Il termine user experience design indica un mix di saperi vecchi e nuovi, che ha come obiettivo quello di modellare l’esperienza degli utenti: data la natura complessa e soggettiva dell’esperienza stessa, il “design dell’esperienza” non intende controllare in modo deterministico l’esperienza di una persona ma si occupa della progettazione del frame entro cui l’esperienza deve avvenire, in modo da (provare a) influenzarne i risultati.
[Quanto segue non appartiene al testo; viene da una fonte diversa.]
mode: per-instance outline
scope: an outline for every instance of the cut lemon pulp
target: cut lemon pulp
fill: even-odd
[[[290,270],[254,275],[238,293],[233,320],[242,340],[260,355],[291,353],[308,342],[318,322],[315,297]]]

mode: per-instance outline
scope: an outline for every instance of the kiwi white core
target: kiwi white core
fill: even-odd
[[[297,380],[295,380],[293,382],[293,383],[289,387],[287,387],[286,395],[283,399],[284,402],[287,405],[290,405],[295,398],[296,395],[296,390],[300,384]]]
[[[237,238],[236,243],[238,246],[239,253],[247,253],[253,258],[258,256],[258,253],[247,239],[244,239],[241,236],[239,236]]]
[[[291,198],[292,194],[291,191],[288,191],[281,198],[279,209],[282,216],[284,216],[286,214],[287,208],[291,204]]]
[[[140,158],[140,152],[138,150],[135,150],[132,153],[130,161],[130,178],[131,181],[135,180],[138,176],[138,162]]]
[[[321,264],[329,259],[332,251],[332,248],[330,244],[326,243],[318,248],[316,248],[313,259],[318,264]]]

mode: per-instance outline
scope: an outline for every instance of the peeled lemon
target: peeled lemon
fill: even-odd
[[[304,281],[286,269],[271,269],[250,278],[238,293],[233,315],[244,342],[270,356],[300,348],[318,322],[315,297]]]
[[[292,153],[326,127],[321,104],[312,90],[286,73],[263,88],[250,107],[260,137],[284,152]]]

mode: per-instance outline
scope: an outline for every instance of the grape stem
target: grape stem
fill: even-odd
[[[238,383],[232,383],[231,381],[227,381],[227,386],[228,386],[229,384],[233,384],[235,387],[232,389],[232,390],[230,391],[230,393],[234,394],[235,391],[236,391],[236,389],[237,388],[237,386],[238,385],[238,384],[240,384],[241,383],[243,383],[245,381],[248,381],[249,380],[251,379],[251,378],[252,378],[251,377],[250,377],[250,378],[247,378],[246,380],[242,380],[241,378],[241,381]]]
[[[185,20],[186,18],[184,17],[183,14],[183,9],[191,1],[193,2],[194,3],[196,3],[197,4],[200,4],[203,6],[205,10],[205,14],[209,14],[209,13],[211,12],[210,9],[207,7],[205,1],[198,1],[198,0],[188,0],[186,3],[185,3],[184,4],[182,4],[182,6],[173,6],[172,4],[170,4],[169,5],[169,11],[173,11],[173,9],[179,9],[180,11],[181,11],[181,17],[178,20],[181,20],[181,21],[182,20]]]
Ciò determina uno spazio perfettamente circolare: le destinazioni di successo saranno quelle che riusciranno a far incontrare positivamente la comunità locale con la comunità dei viaggiatori, sempre più connessa e interconnessa, digitale e tecnologica, in grado di restituire valore attraverso feedback generati da un solo gesto, come uno swipe, una stories, un selfie o una recensione con le stelline.

VIVIAMO UN REGIME TRANSITORIO

Il presente, con le limitazioni dettate dallo scenario pandemico, potrebbe essere considerato un “regime transitorio” nel quale sperimentare il passaggio dall’economia lineare a modelli di turismo circolare, in cui le destinazioni non si considerino più in termini di filiera ma di ecosistema.

Ogni viaggio – oggi più prezioso che nel recente passato – ha la capacità di sperimentare la vita quotidiana di una comunità, offrendo ai visitatori l’opportunità di entrare in “laboratori” in cui sperimentare, giocare e ripensare radicalmente l’organizzazione della propria vita quotidiana. Ciò non è interessante solo in prospettiva ambientale e sociale – registrando un potenziale per un coinvolgimento molto più diretto dei turisti con le risorse locali, il loro consumo, lo spreco e lo smaltimento dei rifiuti – ma per incoraggiare un cambiamento dei mercati turistici tradizionali che enfatizzano la spesa, l’edonismo e l’uso illimitato delle risorse, a vacanze vissute come esperimenti di circolarità.

Le opportunità sono molteplici e disponibili, anche in questa fase di incertezza nel futuro e di rallentamento dell’economia, per disegnare scenari che fino a ieri potevano solo essere immaginati. Se le frontiere internazionali sono ancora chiuse, rimangono aperte quelle del turismo di comunità, che consentono di tesorizzare il patrimonio di gesti, riti, stili, simboli e consuetudini custoditi con passione e con cura, all’ombra dei campanili. Sono tutti elementi vulnerabili, che il turismo di massa appiattisce, plastifica, ricrea a proprio uso e consumo, pertanto ogni esperienza dev’essere non soltanto autentica ma proposta alla fruizione responsabile.
Tanto più la comunità è ospitale, tanto più occorre entrare nella sfera di intimità in punta di piedi, rispettosamente, senza l’euforia da selfie, con tempi e modalità idonee a garantire la salvaguardia e la tutela di luoghi, dei paesaggi, delle circostanze, delle persone e di ogni altra risorsa.